教育らくがきFiles FileNo.002 「学力問題周辺文献資料不完全リスト」
教育らくがきFiles FileNo.001 「学力」
 以上。未完のまま,次回のNo.003は考え中。

遠いご近所さん

 研究のウォーミングアップは,その主題の文献資料を通して空気にぼんやり触れていくことから始まる。常日頃から主題に対する意識が細々とでも続いていればそんな必要もないのだが,日々の慌ただしさが容赦なく意識をぶった切ってくれる。

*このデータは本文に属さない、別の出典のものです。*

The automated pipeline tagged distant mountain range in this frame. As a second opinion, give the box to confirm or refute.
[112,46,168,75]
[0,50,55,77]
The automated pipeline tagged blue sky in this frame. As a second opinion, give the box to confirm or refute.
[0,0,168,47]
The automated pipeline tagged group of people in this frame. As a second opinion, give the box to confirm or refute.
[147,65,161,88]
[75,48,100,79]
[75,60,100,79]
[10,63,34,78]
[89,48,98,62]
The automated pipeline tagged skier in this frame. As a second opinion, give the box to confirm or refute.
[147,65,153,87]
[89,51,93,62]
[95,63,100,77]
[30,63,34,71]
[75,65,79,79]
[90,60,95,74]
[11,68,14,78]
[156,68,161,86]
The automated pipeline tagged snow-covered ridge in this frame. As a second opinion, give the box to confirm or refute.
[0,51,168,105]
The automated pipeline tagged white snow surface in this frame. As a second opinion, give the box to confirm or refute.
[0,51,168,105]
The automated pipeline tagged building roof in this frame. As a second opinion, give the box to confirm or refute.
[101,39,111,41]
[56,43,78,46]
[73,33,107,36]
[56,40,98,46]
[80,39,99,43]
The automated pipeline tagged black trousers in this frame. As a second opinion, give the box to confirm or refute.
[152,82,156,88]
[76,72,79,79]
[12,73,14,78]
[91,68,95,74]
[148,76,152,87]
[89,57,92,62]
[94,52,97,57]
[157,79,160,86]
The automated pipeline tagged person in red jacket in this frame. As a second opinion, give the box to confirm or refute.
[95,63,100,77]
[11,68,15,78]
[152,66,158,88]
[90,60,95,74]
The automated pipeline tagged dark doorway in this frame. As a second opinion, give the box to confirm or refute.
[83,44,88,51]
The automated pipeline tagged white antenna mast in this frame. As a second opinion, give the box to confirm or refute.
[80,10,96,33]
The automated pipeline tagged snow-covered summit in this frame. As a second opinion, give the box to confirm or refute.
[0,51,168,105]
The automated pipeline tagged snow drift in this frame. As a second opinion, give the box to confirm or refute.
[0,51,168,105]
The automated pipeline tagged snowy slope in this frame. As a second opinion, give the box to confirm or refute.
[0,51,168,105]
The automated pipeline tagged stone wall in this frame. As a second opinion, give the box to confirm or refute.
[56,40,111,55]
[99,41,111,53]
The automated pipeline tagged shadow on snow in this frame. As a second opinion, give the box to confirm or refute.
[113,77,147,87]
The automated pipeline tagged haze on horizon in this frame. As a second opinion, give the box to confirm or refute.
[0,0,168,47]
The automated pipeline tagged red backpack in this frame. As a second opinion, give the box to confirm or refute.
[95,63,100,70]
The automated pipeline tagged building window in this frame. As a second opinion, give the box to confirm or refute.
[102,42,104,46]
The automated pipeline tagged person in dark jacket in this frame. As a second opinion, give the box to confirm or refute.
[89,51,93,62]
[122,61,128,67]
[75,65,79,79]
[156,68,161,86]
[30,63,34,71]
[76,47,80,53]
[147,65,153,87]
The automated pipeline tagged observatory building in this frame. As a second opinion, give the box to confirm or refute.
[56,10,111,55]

 考えてみれば,教育にかかわるインターネットリソースは急激に増えている。教育にかかわるウェブログもあるだろうに,ご近所散策に出掛ける機会をあまり持ってこなかった。あちこちのポータルサイトがブログ・サービスを用意しているし,登録ブログをカテゴライズしている。ちょっと教育とか学校とか,研究や大学世界のジャンルを覗いてみることにした。
 ははは‥‥,なんか凄いな。知らないうちに周りみんなビルが建っていたという感じだ。しかもみんなコメントやトラックバックを使って相互にやりとり活発である。内容も硬軟取り合わせて,おいおいそんなことまで書いて大丈夫?と思うものもある。あんまり人のこと言えないか‥‥。とにかく「こっそり派」の私からすると,賑やかなご近所さんたちにビックリである。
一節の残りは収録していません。